Pete St John on the way Dubliners use the English language.
Dublin folk singer Pete St John is best known as the composer of 'The Fields of Athenry', 'The Rare Ould Times' and 'The Ferryman', songs performed and recorded by many other artists over the years.
Pete has now put pen to paper and published a book titled 'Jaysus Wept'' which tells the humorous story of Dublin during 'Holy Hour' when pubs in Ireland were closed by law for one hour during the afternoon.
Pete St John shares some of his favourite examples of Dublinese and says that one of the great things about Dublin is that,
We have this wonderful, inbuilt kind of onomatopoeic, a literary sense that we don't even know about.
Pete St John recalls an inspirational English teacher Mr Miller at Synge Street CBS. A love of English thought him to listen and he began to hear the Dublin dialect. He remembers one particular time at the Old Chinaman pub in Dublin where a conversation took place between women from "Fertility Flats" and "Menopause Mansions".

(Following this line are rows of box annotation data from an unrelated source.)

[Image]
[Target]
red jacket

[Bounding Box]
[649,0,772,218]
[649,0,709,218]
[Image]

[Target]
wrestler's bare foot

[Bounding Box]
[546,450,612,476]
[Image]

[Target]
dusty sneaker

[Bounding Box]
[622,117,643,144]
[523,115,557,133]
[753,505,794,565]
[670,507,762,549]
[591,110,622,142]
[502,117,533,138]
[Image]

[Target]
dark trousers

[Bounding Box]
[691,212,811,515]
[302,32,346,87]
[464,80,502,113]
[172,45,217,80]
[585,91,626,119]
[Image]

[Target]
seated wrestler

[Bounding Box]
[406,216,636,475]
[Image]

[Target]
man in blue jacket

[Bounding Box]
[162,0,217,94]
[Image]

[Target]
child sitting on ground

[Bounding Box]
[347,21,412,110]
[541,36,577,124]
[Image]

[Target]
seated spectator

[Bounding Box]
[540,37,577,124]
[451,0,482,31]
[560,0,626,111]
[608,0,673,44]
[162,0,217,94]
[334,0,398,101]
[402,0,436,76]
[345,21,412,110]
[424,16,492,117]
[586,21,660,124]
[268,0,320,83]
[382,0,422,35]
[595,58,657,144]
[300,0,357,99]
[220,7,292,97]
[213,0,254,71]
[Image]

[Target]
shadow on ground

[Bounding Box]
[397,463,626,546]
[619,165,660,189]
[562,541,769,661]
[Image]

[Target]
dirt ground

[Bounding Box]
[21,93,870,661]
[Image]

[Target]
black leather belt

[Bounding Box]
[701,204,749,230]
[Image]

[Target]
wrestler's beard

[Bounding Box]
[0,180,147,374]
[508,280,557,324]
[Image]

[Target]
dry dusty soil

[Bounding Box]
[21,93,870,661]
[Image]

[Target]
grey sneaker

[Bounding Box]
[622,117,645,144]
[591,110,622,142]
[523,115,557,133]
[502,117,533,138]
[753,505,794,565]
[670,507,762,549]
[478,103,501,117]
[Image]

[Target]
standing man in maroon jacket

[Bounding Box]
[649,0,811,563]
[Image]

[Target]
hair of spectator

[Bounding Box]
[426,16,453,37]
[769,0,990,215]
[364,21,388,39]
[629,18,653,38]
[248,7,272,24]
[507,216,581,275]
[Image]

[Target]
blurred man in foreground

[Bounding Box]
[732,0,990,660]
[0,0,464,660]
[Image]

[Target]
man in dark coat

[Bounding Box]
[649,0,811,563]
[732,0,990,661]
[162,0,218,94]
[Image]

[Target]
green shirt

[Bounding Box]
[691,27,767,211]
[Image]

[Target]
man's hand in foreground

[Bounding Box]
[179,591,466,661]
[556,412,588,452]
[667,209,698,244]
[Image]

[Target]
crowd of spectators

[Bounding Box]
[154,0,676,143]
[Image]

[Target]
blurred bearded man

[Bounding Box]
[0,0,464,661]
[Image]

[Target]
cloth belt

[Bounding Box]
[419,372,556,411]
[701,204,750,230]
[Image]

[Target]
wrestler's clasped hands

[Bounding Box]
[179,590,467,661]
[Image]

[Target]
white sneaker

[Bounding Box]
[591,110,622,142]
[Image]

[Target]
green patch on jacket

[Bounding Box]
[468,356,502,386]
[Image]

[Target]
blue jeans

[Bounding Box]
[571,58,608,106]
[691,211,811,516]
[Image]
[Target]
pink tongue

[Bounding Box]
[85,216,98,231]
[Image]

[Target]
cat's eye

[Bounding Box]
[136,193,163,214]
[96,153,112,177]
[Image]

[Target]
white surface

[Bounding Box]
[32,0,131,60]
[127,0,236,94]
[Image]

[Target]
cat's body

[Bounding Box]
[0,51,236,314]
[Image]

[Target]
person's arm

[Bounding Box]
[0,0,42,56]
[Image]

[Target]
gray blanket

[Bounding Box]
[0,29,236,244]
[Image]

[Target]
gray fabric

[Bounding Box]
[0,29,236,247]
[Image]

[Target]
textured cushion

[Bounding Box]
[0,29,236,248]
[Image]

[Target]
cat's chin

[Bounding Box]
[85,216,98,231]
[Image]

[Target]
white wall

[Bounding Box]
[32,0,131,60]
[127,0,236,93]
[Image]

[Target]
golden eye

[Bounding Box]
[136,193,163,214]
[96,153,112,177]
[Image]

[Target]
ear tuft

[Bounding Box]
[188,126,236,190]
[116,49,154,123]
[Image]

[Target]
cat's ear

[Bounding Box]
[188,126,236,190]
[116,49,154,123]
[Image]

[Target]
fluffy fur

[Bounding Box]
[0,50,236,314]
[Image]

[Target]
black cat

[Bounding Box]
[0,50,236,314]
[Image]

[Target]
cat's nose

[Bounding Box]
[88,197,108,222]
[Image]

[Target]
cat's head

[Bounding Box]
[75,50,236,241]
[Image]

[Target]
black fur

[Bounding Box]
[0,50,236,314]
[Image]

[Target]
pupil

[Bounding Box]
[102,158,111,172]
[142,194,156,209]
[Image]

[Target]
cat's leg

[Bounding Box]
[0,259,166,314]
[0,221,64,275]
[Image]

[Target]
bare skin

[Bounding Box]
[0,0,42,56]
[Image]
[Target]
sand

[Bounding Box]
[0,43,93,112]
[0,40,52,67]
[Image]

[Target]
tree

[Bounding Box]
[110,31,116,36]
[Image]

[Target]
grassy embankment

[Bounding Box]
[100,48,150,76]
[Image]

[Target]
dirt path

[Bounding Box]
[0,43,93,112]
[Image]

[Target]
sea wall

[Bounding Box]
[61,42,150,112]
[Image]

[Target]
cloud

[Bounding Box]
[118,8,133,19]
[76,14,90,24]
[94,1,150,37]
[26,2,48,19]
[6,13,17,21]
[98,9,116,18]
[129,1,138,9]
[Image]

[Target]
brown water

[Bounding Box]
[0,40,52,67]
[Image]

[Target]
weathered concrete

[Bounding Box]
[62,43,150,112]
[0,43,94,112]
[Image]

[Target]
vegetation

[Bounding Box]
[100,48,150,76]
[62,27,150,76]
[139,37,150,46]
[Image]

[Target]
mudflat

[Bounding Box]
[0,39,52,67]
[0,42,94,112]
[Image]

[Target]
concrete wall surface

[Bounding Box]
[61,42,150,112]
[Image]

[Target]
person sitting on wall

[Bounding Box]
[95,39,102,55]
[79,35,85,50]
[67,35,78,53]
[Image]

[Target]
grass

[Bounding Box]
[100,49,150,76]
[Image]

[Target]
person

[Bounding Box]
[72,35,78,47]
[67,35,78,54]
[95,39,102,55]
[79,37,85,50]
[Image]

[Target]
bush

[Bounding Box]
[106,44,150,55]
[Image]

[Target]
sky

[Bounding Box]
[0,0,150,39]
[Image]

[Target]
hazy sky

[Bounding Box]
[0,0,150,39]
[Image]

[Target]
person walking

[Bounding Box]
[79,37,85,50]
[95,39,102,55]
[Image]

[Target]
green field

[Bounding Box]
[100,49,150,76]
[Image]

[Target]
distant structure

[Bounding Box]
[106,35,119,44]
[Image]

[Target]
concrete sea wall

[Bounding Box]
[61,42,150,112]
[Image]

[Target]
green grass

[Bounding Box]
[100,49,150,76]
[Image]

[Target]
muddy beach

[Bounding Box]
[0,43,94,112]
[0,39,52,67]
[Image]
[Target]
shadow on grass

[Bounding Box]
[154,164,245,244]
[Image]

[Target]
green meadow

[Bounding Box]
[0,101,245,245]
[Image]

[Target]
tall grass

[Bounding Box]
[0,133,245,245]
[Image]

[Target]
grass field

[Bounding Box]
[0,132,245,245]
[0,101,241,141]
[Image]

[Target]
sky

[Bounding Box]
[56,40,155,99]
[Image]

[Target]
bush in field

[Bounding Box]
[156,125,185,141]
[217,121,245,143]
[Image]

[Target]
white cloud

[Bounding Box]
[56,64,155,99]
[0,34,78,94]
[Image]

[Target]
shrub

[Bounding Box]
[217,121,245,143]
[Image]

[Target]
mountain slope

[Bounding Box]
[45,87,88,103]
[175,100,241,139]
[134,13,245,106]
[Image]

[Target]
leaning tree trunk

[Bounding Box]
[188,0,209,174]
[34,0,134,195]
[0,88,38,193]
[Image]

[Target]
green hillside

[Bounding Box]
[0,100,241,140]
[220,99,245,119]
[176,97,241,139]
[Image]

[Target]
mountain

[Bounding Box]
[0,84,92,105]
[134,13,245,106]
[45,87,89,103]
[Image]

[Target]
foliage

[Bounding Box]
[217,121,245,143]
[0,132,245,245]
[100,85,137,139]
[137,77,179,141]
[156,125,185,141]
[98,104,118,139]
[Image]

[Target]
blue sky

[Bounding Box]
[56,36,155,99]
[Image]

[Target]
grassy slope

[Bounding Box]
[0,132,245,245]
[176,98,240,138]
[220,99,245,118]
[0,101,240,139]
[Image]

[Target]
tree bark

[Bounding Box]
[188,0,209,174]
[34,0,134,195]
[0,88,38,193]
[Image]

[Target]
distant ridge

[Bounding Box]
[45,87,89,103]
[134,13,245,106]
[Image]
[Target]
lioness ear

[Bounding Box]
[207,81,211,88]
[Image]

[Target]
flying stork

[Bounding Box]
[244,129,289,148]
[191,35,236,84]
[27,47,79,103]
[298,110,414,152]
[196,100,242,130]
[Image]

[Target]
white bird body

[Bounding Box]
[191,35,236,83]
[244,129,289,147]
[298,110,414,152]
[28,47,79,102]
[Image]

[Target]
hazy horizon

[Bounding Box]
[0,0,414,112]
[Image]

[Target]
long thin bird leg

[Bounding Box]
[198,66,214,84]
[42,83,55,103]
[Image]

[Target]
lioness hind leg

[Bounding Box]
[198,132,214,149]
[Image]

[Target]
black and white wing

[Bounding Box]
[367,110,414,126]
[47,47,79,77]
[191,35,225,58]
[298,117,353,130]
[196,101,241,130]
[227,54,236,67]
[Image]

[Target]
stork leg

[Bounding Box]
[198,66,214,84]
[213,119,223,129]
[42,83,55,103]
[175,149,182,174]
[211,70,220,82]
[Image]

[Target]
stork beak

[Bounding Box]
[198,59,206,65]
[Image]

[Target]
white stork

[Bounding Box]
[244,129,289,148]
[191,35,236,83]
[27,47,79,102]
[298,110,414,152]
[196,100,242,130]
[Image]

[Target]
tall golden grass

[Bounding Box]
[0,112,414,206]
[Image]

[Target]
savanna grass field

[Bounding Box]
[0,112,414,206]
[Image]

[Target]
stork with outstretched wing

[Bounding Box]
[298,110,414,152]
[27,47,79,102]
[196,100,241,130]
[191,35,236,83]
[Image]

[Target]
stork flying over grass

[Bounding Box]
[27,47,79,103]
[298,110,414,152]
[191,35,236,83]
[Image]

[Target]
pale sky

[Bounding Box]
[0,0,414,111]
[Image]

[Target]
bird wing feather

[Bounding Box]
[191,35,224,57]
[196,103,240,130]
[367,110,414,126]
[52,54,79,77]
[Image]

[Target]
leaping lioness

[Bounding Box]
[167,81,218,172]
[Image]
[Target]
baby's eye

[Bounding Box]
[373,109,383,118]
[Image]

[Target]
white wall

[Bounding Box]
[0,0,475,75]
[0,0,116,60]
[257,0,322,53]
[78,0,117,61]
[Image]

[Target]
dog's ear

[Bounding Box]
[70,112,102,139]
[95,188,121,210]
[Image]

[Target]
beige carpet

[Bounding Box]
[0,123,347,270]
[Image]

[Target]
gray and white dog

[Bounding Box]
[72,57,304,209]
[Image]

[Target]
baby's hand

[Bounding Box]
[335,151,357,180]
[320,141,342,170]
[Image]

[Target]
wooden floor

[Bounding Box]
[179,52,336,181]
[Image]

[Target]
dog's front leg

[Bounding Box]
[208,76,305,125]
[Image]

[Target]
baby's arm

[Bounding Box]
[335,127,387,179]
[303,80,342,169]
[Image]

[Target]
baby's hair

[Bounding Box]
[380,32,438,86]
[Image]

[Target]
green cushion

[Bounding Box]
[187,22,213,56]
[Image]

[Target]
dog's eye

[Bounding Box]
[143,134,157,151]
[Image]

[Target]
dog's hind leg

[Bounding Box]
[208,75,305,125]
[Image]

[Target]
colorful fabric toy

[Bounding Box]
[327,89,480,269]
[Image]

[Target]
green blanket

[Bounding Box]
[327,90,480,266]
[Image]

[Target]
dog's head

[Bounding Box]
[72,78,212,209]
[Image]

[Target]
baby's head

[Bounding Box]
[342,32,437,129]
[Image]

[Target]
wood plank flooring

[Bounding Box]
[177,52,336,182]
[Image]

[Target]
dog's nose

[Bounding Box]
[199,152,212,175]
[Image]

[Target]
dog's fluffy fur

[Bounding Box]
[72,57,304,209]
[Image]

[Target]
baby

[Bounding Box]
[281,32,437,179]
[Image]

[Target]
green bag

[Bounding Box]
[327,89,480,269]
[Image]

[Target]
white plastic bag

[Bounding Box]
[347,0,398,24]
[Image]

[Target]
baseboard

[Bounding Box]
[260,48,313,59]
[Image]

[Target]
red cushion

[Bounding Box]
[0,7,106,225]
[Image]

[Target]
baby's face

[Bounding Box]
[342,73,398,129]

I'm very much into the flow of language and the way we juxtaposition things.
Pete St John uses the language he overhears when writing songs and attempts to crystallise what is already out there. He says the biggest accolade he could receive is someone reads what he has written and says they could have written it.
He defends the use of 'Jaysus Wept' for the title of his book as a colloquialism which was never intended to be offensive or disrespectful.
This episode of 'The Late Late Show' was broadcast on 30 January 1987. The presenter is Gay Byrne.